Ukiah felt Rennie start to move, accompanied with a wordless roar of protest, his motion intending to check Stewart. Ukiah was in Rennie’s way, and the Pack leader changed his intent even as Ukiah turned, trying to carry out Rennie’s plan. The smell of C4, released by the opening of the lid, hit him along with the awareness that this was Rennie’s darkest fear, a trap. Later he would be able to step through the memory, finding the click of the trigger released even before Rennie’s shout. At that moment, he was aware of only Rennie jerking him off his feet and dragging him backward even as he reached for the unsuspecting guard.

Then there was noise: a massive, bone-deep sound.

It struck him microseconds before the flame and shards of wood and a hard hand of displaced air.

Rennie’s initial movement took them halfway to the door. The slapping hand smashed them the rest of the way. They hit the ground hard, Rennie on top of him, shielding him from the worst of the damage. Their clothes were burning and their flesh writhed, trying to escape the agony. Ukiah rolled to his knees, realized that Rennie was unconscious or dead, and picked him up. There was another deep bellow as the second crate exploded, set off by the first. He raced the oncoming wall of flame out into the tunnel. A hundred running steps, and he flung himself at the wooden door guarding the lake.
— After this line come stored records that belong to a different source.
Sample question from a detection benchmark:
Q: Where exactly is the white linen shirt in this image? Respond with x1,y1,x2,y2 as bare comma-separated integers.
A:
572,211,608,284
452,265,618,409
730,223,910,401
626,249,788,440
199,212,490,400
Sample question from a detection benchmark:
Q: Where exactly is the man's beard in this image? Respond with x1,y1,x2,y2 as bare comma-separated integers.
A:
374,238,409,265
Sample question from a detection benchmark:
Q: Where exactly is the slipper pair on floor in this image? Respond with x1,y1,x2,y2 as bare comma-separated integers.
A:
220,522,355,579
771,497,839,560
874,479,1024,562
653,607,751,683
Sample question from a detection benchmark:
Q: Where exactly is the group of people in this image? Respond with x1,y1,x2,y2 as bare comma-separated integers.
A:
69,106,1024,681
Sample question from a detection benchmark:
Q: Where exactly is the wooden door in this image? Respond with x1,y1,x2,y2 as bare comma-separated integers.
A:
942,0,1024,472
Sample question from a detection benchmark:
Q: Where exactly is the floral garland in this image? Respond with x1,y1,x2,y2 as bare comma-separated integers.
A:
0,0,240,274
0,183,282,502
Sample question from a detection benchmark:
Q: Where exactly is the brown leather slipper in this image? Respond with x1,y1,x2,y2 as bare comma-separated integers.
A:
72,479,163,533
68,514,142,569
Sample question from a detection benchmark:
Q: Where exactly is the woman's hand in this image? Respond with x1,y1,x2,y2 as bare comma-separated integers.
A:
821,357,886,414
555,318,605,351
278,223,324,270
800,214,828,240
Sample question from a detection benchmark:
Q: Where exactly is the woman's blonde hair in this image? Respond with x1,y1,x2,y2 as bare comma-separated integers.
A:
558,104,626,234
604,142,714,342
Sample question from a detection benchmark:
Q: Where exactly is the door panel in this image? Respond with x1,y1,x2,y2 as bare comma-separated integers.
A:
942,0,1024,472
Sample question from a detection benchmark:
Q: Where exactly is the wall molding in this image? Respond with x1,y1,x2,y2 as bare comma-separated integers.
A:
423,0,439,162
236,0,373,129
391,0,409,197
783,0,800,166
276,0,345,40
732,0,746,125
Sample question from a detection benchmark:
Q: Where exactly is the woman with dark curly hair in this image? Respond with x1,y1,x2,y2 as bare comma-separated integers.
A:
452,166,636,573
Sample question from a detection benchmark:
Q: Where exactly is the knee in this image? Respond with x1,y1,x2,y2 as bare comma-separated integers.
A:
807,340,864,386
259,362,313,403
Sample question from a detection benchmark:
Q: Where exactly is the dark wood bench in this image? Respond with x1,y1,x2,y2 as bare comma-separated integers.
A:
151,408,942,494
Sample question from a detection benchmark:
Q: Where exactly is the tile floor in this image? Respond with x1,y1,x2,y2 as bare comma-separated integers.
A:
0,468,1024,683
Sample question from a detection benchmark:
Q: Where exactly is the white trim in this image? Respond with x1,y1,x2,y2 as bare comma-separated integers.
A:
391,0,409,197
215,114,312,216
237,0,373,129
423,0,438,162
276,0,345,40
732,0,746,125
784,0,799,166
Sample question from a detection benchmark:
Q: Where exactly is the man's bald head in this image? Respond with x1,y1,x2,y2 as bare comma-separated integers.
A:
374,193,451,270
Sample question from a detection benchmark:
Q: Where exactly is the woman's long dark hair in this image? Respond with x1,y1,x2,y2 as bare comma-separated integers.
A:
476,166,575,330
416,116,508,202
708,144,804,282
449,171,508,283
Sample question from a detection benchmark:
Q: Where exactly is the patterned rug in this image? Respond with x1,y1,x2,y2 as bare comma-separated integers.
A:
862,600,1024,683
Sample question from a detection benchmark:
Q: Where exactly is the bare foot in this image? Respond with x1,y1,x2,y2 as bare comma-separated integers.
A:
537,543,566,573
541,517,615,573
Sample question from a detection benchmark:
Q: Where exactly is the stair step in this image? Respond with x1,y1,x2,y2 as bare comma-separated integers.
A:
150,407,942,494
The door shattered, spilling him and Rennie into the shockingly cold water. The third bomb went off while they were submerged. The shock wave slammed through the water, a stunning roar. Ukiah floundered on the brink of unconsciousness.

What an irony, to drown in the middle of fire.

He hit bottom, though, and pushed off and found the surface in the cave darkness. Sirens wailed from somewhere in the tunnel system. Flames and black smoke shot through the open door, and Rennie stayed an unmoving weight in Ukiah’s arms.